Not true in the court of public opinion. When people are paying passing attention, and it takes a sentence to claim something is awful and a paragraph to explain why it’s not, the exciting headline will always win. The most attention-grabbing voices prevail, often people with a professional interest in titillation or political damage. The shock value lingers, while we ignore the explanations and retractions.

The worst part of these hack-and-leaks, though, is that they don’t feel misleading.  Right now you might be thinking, “Okay, maybe hacks are bad, but Wikileaks didn’t make the DNC write those emails. And you’re just deflecting, I might have made some offensive jokes in my emails but I never committed election fraud and rigged a primary.” Right now, I'm not speaking to the content of these particular documents. Sure, leaks like this might uncover actual malfeasance. But in this kind of release there’s no real incentive for most people to separate real from imaginary scandals, and we often lack the knowledge to even do so.

When you look at an email, it feels like you’re looking at the underlying facts. But you’re not, at least in practice. You don’t know who these people are, on any intimate level.  You don’t know their working relationships to each other. You don’t know what shared knowledge informs the conversation but isn’t mentioned in the text. You don’t know the precise meaning of ambiguous terms or shorthand. You don’t know the particulars of how this business normally functions on a daily basis.
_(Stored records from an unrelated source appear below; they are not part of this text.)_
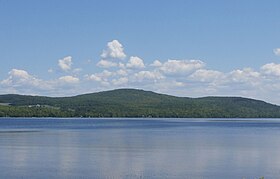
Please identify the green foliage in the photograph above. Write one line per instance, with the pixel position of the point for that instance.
(135, 103)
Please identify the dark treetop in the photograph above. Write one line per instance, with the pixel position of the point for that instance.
(135, 103)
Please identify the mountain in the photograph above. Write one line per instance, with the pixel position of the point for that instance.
(135, 103)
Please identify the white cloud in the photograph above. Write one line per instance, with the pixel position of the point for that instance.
(277, 51)
(156, 63)
(122, 72)
(94, 77)
(65, 63)
(135, 62)
(21, 79)
(181, 66)
(150, 75)
(106, 64)
(114, 50)
(271, 69)
(69, 79)
(204, 75)
(120, 81)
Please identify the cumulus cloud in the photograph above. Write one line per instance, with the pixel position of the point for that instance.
(135, 62)
(181, 66)
(149, 75)
(156, 63)
(114, 50)
(65, 63)
(69, 79)
(271, 69)
(277, 51)
(120, 81)
(204, 75)
(20, 81)
(106, 64)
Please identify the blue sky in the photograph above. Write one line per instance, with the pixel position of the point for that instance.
(180, 47)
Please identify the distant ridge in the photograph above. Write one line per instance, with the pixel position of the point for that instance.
(135, 103)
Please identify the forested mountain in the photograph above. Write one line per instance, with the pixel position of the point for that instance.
(135, 103)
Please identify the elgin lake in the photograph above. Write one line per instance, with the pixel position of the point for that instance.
(139, 148)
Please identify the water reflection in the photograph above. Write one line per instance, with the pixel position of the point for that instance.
(190, 151)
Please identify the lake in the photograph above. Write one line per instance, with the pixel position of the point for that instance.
(139, 148)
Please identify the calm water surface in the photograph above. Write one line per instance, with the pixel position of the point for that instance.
(139, 148)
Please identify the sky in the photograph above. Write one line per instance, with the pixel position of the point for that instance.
(191, 48)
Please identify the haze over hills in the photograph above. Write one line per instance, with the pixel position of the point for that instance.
(135, 103)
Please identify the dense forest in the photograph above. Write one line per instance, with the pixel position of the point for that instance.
(135, 103)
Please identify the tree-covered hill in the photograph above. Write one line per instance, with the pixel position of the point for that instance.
(135, 103)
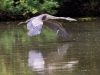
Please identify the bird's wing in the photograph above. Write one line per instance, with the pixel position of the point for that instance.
(56, 26)
(35, 31)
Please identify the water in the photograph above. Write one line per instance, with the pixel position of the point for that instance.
(49, 54)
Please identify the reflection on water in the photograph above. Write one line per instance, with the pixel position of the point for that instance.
(52, 62)
(49, 54)
(36, 60)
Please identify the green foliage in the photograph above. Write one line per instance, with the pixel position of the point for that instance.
(28, 6)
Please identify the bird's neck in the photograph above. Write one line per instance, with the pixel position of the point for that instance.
(54, 17)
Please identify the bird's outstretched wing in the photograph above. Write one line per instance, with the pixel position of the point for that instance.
(56, 26)
(34, 26)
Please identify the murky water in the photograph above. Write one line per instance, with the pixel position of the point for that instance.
(49, 54)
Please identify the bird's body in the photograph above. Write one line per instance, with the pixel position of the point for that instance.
(34, 25)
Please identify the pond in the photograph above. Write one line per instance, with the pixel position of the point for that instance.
(49, 54)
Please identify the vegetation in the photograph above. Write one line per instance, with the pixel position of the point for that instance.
(13, 9)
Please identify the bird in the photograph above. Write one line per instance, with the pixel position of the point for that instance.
(34, 24)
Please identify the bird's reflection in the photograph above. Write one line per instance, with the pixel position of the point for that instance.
(36, 60)
(53, 61)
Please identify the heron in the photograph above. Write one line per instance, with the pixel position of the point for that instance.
(34, 25)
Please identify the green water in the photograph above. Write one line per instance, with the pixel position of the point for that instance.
(49, 54)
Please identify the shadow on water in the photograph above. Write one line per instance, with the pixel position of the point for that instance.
(49, 54)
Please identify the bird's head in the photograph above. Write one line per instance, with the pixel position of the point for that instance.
(70, 19)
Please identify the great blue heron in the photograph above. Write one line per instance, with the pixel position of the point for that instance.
(34, 25)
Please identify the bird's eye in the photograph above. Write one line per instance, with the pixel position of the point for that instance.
(44, 17)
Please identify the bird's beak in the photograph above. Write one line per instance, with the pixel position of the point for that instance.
(70, 19)
(21, 23)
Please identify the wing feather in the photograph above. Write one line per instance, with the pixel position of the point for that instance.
(56, 26)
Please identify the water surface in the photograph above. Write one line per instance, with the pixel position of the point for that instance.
(49, 54)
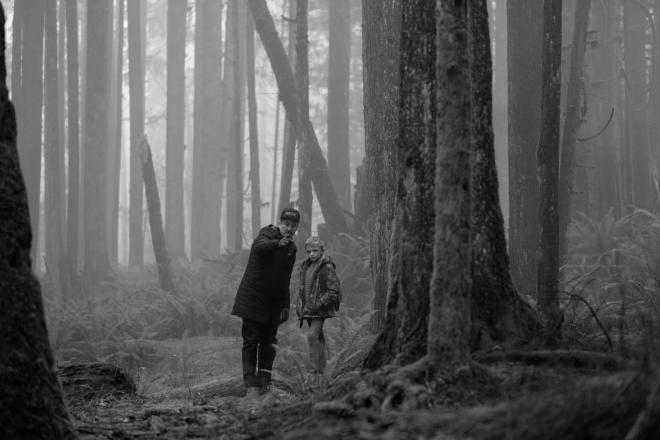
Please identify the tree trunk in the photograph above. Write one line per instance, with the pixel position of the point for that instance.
(255, 181)
(572, 121)
(602, 88)
(634, 26)
(500, 93)
(96, 258)
(115, 121)
(403, 339)
(289, 142)
(339, 63)
(449, 315)
(208, 157)
(548, 167)
(498, 311)
(136, 30)
(524, 21)
(325, 193)
(381, 23)
(305, 196)
(73, 126)
(176, 41)
(235, 118)
(30, 121)
(53, 197)
(31, 403)
(156, 220)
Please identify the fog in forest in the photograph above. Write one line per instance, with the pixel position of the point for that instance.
(481, 179)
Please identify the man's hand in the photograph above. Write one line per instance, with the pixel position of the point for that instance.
(284, 314)
(284, 242)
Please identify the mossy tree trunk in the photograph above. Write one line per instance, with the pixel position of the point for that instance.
(403, 340)
(381, 22)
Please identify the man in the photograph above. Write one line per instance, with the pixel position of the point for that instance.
(263, 298)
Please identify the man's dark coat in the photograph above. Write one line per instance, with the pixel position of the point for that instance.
(264, 289)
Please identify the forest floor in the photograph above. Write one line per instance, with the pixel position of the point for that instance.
(196, 392)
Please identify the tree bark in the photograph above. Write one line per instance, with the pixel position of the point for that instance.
(114, 134)
(31, 403)
(634, 57)
(209, 159)
(450, 302)
(339, 63)
(156, 220)
(289, 141)
(176, 53)
(404, 338)
(53, 196)
(497, 310)
(305, 196)
(548, 167)
(255, 181)
(30, 120)
(572, 121)
(235, 118)
(136, 30)
(524, 21)
(96, 259)
(325, 193)
(381, 24)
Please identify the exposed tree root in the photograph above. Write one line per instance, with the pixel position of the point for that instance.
(565, 358)
(605, 408)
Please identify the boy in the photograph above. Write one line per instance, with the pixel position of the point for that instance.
(319, 296)
(263, 297)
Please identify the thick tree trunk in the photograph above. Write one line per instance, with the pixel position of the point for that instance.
(29, 119)
(176, 53)
(208, 157)
(156, 220)
(305, 196)
(500, 94)
(450, 302)
(381, 24)
(289, 142)
(136, 30)
(255, 181)
(572, 121)
(235, 118)
(548, 167)
(114, 134)
(524, 21)
(96, 258)
(339, 63)
(31, 403)
(498, 311)
(634, 57)
(325, 193)
(403, 339)
(53, 196)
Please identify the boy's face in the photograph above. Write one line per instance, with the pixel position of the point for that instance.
(288, 228)
(314, 252)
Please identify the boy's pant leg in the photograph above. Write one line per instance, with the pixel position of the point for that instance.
(250, 331)
(266, 354)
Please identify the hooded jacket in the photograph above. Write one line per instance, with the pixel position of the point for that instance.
(264, 288)
(323, 299)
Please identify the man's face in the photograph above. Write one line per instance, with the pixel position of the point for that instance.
(314, 252)
(288, 228)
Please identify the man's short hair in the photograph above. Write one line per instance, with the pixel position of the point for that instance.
(314, 241)
(290, 214)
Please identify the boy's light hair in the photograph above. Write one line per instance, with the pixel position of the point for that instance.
(314, 241)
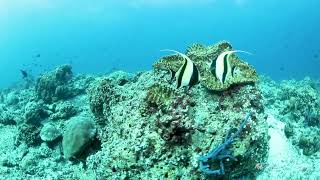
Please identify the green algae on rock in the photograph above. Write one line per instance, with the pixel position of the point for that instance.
(202, 56)
(78, 134)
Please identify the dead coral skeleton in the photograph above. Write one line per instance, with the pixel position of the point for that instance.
(221, 152)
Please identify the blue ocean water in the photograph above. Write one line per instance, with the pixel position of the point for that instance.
(100, 36)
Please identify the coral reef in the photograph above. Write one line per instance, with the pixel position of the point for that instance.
(297, 104)
(221, 152)
(49, 132)
(78, 134)
(202, 56)
(143, 127)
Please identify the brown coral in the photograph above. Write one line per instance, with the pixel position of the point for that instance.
(202, 56)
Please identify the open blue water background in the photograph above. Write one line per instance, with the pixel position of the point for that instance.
(100, 36)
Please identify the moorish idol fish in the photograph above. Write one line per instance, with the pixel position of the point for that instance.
(24, 73)
(188, 74)
(221, 66)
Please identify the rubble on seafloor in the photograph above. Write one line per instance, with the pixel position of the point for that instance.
(133, 126)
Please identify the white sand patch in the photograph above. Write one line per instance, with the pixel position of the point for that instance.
(284, 160)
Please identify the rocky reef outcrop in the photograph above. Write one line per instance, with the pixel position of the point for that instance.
(138, 126)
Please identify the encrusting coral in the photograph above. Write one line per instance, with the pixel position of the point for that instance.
(147, 129)
(202, 56)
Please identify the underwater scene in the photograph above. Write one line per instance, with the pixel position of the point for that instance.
(159, 89)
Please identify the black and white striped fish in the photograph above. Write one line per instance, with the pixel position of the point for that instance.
(221, 66)
(188, 74)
So you fill in all of these blanks and more with your own ignorant, probably incorrect assumptions. You never just read an email and reach an objective conclusion from it – you read an email, filter it through a lens of uninformed and likely bullshit guesses about the context, and then form a conclusion. And, in this case, there's also the thousands of people with a professional interest in misleading you about what the emails mean, which is particularly easy when you already have an axe to grind.
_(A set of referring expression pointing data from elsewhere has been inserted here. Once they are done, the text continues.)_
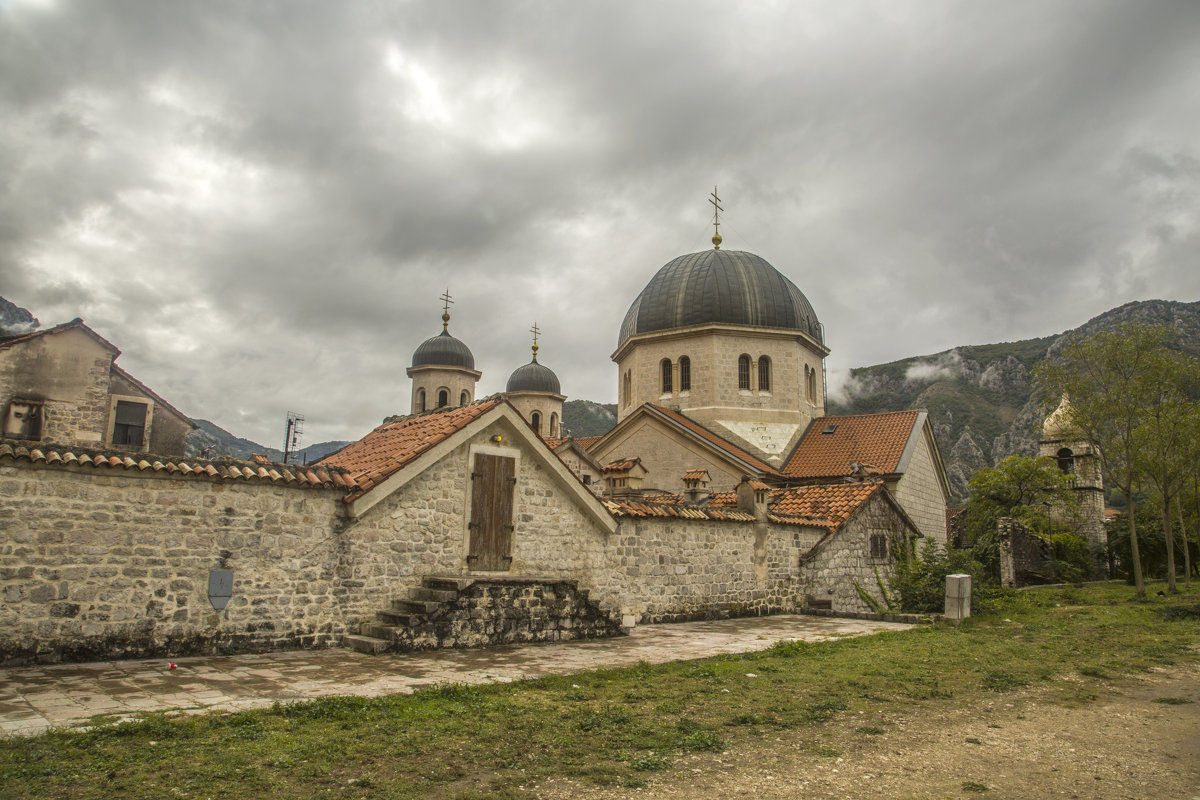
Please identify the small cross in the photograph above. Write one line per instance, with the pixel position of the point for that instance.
(717, 217)
(445, 308)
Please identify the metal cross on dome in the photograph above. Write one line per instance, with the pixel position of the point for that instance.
(717, 218)
(447, 301)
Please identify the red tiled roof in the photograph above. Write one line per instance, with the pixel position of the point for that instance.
(310, 477)
(637, 509)
(400, 439)
(877, 439)
(825, 505)
(712, 438)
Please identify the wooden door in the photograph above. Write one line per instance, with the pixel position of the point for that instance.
(491, 512)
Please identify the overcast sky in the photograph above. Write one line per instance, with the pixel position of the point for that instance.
(259, 203)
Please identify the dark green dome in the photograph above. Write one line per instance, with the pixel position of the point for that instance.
(719, 286)
(443, 350)
(533, 378)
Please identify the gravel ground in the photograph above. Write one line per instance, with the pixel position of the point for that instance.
(1102, 739)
There is a deep asymmetry when one actor is exposed in this manner while others still have their dirt safely in the basement. The fact that the DNC emails were hacked and released for a deliberate political purpose (at the very least by Julian Assange, if not the Russian government) should be giving give people pause – the goal is for you to be manipulated, so you should be extra cautious about the conclusions you reach. But that’s not how we act. We jump to conclusions and chase sensationalism, fit the information we like into our preexisting biases, and incorporate our initial, uninformed shock into the mental catalog that will forever influence our opinion of the subjects.

This is dangerous and results in a less, not a more informed public, and it should be worrisome for us to see this type of intrusion become a staple of the political process. There has to be a sphere that we’re allowed to keep private, and which can only be invaded in a controlled legal proceeding with proper checks and balances.

Because, at the end of the day, you don’t want to live in a world where all of your dirty laundry belongs to everyone. Consider that as you gleefully rifle through someone else's closet.